Changes to U.S. GAAP are established by the Financial Accounting Standards Board ("FASB") in the form of Accounting Standards Updates ("ASUs") to the FASB's Accounting Standards Codification.

We consider the applicability and impact of all ASUs. ASUs not listed below were assessed and determined to be either not applicable or are expected to have minimal impact on our consolidated financial statements and notes thereto.

In May 2014, the FASB issued ASU 2014-09, Revenue from Contracts with Customers, which requires an entity to recognize the amount of revenue to which it expects to be entitled for the transfer of promised goods or services to customers. The ASU will replace most existing revenue recognition guidance in U.S. GAAP when it becomes effective. In August 2015, with the issuance of ASU 2015-14, the FASB amended the effective date for public companies to January 1, 2018.

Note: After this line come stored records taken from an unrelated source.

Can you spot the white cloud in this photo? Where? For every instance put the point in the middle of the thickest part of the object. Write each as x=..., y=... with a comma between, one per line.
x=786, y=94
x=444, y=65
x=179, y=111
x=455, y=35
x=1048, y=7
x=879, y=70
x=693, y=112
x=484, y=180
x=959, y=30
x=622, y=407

The following ASUs were issued in 2016 along with ASU 2014-09 with the same effective dates and transition requirements:
ASU 2016-08, Principal versus Agent Considerations (Reporting Revenue Gross versus Net), which provides implementation guidance for Topic 606 on principal versus agent considerations.
ASU 2016-10, Identifying Performance Obligations and Licensing, which provides clarification for two aspects of Topic 606: identifying performance obligations and the licensing implementation guidance.
ASU 2016-12, Revenue from Contracts with Customers, which further amends Topic 606.
ASU 2016-20, Technical Corrections and Improvements to Topic 606, Revenue from Contracts with Customers, which further amends Topic 606.

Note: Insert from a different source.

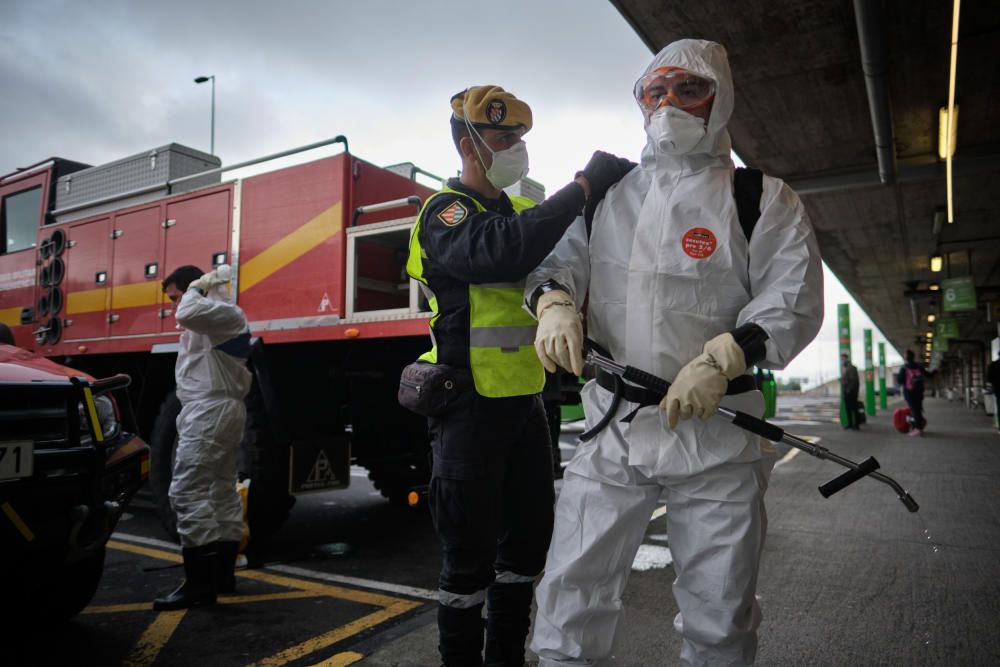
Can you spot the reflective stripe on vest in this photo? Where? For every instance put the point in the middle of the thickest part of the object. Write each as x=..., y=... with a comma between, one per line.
x=501, y=332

The Company plans to adopt using the retrospective transition method. The Company believes the impact will not be material to the consolidated financial statements. The Company has reviewed all types of customer contracts and gone through the five step process outlined in ASU 2014-09 for all contracts. The new five step process required by ASU 2014-09 provides results substantially consistent with our current revenue recognition policies. The Company is still in the process of determining categories to use to disaggregate revenue. The primary change upon adoption will be additional disclosures to show disaggregated revenue and further details around our revenue recognition process. Once we adopt ASU 2014-09, we do not anticipate that our internal control framework will materially change, but rather that existing internal controls will be modified and augmented, as necessary, to consider our new revenue recognition policy effective January 1, 2018.

In January 2016, the FASB issued ASU 2016-01, Recognition and Measurement of Financial Assets and Financial Liabilities, which will address certain aspects of recognition, measurement, presentation and disclosure of financial instruments. The ASU becomes effective in the annual reporting period beginning after December 31, 2017, including interim reporting periods. We do not expect ASU 2016-01 will have a material effect on our consolidated financial statements and notes thereto.

In May 2017, the FASB issued ASU 2017-09, Scope of Modification Accounting, which addresses changes to the terms or conditions of a share-based payment award. The ASU becomes effective in the annual reporting period beginning after December 15, 2017, including interim reporting periods. We do not expect ASU 2017-09 will have a material effect on our consolidated financial statements and notes thereto.